Planejamento também falta em 15 estados e DF
Se em nível nacional o plano de Educação é problemático, nos estados a situação é ainda mais grave. Levantamento da organização não governamental Ação Educativa mostra que 15 estados e o Distrito Federal ainda não têm o documento, apesar da exigência legal. Para especialistas, o planejamento estadual garante a aplicação dos recursos e melhores resultados.
Na Região Sul, nenhum dos três estados tem o documento. No Paraná, houve discussões entre 2003 e 2007, resultando em uma minuta ainda não enviada à Assembleia Legislativa. Segundo a assessoria de imprensa da Secretaria de Estado da Educação (Seed), o órgão aguarda definições sobre o PNE para construir as estratégias estaduais.

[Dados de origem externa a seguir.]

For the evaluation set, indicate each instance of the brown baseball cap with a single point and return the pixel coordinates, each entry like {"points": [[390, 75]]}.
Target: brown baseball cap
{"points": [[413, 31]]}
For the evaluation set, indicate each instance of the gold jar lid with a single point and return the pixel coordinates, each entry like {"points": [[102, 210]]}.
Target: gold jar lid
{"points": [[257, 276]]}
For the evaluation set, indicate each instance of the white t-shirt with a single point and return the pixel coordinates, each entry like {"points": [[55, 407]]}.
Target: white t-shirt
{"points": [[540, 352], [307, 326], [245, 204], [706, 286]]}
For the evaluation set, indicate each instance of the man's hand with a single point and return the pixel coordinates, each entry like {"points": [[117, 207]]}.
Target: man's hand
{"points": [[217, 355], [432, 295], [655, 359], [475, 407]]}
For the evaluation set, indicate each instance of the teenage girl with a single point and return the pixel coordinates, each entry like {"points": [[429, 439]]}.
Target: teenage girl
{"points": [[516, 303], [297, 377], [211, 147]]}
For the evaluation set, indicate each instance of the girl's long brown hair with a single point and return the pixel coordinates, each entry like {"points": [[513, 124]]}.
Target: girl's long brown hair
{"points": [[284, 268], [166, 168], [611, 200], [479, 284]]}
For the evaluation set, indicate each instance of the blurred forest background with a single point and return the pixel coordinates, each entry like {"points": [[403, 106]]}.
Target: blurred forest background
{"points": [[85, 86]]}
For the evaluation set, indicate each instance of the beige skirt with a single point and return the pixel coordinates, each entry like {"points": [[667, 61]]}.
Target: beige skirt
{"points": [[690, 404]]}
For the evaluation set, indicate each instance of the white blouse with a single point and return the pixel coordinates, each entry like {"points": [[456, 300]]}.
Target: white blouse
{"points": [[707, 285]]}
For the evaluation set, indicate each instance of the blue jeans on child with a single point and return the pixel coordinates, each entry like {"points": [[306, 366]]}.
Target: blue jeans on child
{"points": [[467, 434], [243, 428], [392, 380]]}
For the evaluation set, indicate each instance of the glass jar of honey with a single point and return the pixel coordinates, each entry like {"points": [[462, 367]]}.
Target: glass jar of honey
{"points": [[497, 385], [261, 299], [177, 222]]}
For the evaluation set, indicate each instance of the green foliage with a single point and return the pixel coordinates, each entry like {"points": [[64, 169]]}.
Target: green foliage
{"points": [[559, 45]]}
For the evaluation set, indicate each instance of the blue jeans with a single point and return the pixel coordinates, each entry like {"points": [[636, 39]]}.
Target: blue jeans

De acordo com Mozart Neves Ramos, do Movimento Todos Pela Educação, o plano estadual define o norte do desenvolvimento da Educação. “É estratégico porque não se torna algo de um governo, mas [uma política] de Estado”.
Apesar disso, ele afirma que o PNE 2001-2010 não conseguiu mobilizar a sociedade porque tinha muitas metas e não havia indicadores ou responsabilidades. “Isso refletiu nas outras esferas.”